In the absence of any extraordinary works, biographers are thrown back on little actions. Thérèse was determined to be a genius of small sacrifices - taking a chipped jug rather than her favourite one, accepting a rebuke for something she didn't do, and so on - and consecrated all those sacrifices to God. Harrison takes such actions at St Thérèse's own valuation.

For instance, one Christmas when she was 13, Thérèse didn't cry when she heard her father saying that he hoped she would soon be too old for presents. Harrison goes so far as to describe this self-mastery as an example of "transcendent power", a "night of illumination"; the problem is that such rhetoric outruns the moment itself.

Other writers have dealt with Thérèse without being quite so overwrought.
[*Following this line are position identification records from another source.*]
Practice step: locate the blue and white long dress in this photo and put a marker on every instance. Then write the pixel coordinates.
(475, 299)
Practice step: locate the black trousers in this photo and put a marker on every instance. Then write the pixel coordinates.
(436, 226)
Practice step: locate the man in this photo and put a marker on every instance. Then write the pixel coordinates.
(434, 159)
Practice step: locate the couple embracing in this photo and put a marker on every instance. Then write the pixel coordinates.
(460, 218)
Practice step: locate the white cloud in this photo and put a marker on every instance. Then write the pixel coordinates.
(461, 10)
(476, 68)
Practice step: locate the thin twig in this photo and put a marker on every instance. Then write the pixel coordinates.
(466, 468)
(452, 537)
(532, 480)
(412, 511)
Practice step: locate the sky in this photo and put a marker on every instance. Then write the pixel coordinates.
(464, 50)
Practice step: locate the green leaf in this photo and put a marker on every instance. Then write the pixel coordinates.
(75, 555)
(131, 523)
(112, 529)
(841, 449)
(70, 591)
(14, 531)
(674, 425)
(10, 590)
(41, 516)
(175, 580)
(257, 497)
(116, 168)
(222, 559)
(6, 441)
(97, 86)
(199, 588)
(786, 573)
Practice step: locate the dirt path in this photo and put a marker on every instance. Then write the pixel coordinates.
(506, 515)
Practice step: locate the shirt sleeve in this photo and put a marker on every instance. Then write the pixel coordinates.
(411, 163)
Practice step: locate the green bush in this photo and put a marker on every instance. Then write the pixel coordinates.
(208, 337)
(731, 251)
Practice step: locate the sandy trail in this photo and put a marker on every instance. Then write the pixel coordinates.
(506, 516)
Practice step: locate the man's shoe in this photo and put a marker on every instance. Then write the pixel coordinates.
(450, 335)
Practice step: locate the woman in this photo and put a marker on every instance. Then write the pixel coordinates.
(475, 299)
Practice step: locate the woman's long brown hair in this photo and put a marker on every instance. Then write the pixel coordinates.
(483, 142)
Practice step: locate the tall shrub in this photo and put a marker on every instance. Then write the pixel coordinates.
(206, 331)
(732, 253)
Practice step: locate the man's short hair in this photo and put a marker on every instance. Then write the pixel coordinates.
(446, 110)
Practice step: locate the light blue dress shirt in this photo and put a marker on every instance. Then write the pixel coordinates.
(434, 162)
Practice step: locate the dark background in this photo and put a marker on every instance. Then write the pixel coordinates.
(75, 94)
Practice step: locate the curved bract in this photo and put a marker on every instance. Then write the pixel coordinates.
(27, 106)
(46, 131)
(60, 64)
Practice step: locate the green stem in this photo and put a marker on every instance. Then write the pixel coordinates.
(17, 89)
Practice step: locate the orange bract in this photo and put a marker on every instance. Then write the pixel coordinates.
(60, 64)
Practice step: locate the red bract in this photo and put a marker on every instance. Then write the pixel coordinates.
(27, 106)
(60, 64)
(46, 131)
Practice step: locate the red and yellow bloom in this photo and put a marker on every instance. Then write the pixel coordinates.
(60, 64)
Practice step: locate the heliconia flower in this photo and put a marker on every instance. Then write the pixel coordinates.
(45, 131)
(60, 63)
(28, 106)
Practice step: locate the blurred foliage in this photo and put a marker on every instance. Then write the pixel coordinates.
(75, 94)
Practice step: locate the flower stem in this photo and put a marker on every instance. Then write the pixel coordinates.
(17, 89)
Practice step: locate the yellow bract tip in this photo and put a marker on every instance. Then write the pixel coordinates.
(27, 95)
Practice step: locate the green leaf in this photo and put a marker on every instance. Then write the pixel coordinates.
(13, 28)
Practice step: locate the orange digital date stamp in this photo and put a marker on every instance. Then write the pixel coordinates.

Vita Sackville-West caustically described her as the "lowbrow" saint, and in a biography published in the 1980s, Monica Furlong argued that there was nothing special about Thérèse, and that this very mediocrity was vital to her appeal.

Thérèse's submission to this ideal of a life lived through little, everyday sacrifices was just right - as Harrison points out - for the world at the end of the 19th century, when men were troubled by the way that women seemed to be resisting this confinement to little deeds.

But such a submissive, even masochistic personality tends to raise ambivalent feelings in modern, sceptical readers and I wanted Harrison to confront that ambivalence. Perhaps if Harrison had explored what drew her to Thérèse, this book would have been more alive.

One answer, it seems, lies in Harrison's own life. In her memoir Seeking Rapture, she mentions how she followed her mother into the Catholic church when she was 12 and became a particularly pious, obedient child. Harrison adored her mother, who died when Harrison was 24, and she must have sympathised hugely with Thérèse's loss of her beloved mother when Thérèse was still a child.

Frankly, I hated St Thérèse when I first read her Heepishly humble memoir, and I felt no warmer towards her after reading this uncritical biography. If there is anything violent in her tale, it is the violence carried out by religion and tradition on a reasonably intelligent woman, who never allowed herself to grow up or live in the world because she believed that she could best please her God by remaining a cloistered child.

· Natasha Walter is the author of The New Feminism (Virago).